COMP0047 Data Analytics
This database contains the 2018-19 versions of syllabuses.
Note: Whilst every effort is made to keep the syllabus and assessment records correct, the precise details must be checked with the lecturer(s).
The module is aimed at introducing to data analytics providing some fundamental data-science tools. Students will learn statistical tools to individuate regularities, discover patterns and laws in complex datasets together with instruments to analyse, characterize, validate, parameterize and model complex data. Practical issues on business data analysis and statistics will be covered with specific case studies also in collaboration with industry partners.
On successful completion of the module, a student will be able to:
- analyse main statistical features of complex datasets;
- understand how to analyse, characterize empirically complex data;
- understand how to compute relevant statistical quantities and quantify their confidence intervals;
- understand how to build sensible models and how to parameterize and validate these models;
- understand how to quantify inter-dependency/causality structure between different variables;
- understand how to use the outcome of data-analytics to develop better tools for forecasting.
Availability and prerequisites
This module delivery is available for selection on the below-listed programmes. The relevant programme structure will specify whether the module is core, optional, or elective.
In order to be eligible to select this module as optional or elective, where available, students must meet all prerequisite conditions to the satisfaction of the module leader. Places for students taking the module as optional or elective are limited and will be allocated according to the department’s module selection policy.
Programmes on which available:
In order to be eligible to select this module, students must have a good knowledge of basic mathematics and statistics.
Empirical investigation of complex data
Essential practical familiarization with complex and big data, and with the most commonly used software packages to analyse them.

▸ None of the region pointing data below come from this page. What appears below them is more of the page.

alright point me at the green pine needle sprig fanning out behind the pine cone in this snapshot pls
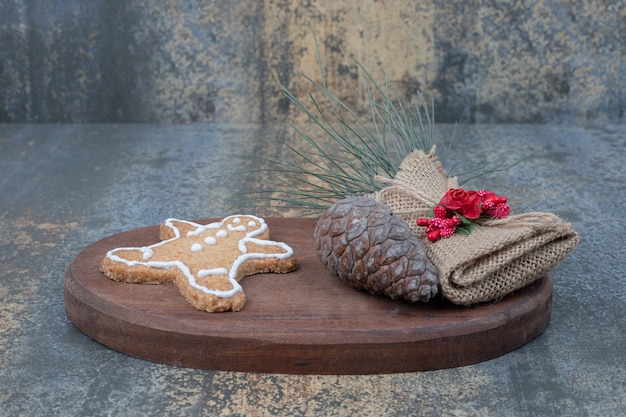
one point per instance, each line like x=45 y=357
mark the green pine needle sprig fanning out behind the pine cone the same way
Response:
x=354 y=150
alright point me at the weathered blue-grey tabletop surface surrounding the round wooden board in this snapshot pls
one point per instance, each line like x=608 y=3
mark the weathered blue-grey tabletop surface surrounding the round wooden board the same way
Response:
x=65 y=186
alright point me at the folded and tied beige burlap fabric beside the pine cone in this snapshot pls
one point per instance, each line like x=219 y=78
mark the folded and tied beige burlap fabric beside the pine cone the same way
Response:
x=497 y=258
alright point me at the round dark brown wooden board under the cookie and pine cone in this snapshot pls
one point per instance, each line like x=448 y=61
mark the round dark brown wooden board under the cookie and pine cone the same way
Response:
x=305 y=322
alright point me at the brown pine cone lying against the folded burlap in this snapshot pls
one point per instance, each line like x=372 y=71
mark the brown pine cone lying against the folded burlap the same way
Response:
x=371 y=249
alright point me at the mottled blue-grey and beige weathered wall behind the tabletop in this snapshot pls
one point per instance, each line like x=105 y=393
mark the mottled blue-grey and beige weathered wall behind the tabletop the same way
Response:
x=182 y=61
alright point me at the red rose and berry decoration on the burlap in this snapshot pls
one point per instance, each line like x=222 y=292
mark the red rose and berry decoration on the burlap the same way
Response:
x=458 y=207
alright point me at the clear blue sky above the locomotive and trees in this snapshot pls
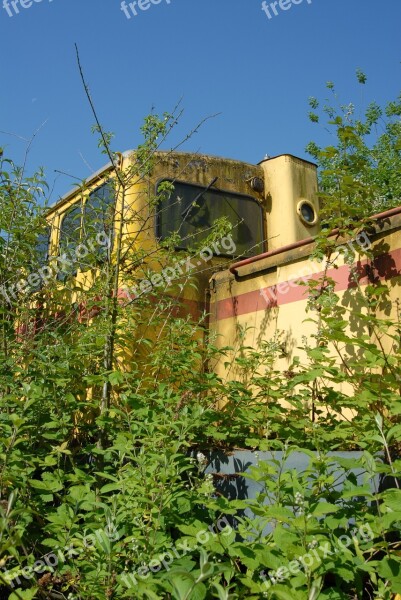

Typical challenges with real data. Basics on data acquisition, manipulation, cleaning, filtering, representation and plotting.
Univariate and multivariate statistics
Marginal probability, joint probability and conditional probability. Empirical estimation of probability distributions. Measures of dependency. Cause and effect, Granger causality. Information theoretic measures: mutual information, transfer entropy. Spurious correlations and regularization. Forecasting and regressions. Hypothesis testing and validation.
Modelling and filtering through networks
Basics on complex networks: definitions and properties. Construction of networks of interactions form correlation and causality measures. Information filtering though networks.
Constructing predictive probabilistic models form data. Test and validate model performances. Select between alternative models.
Applications and case-study
Application of the studied material and methods to practical cases and real data will be done within the course through case-studies developed in collaboration with industry partners. Some case studies will discussed in class and used as demonstrations of the methodologies covered during the lectures. Other case studies will instead be given as assignments, and will represent the core material for the coursework.
An indicative reading list is available via http://readinglists.ucl.ac.uk/departments/comps_eng.html.
The module is delivered through a combination of lectures, practical exercises, in-class demonstrations and case studies.
This module delivery is assessed as below:
Data Analytics reports
In order to pass this module delivery, students must achieve an overall weighted module mark of 50%.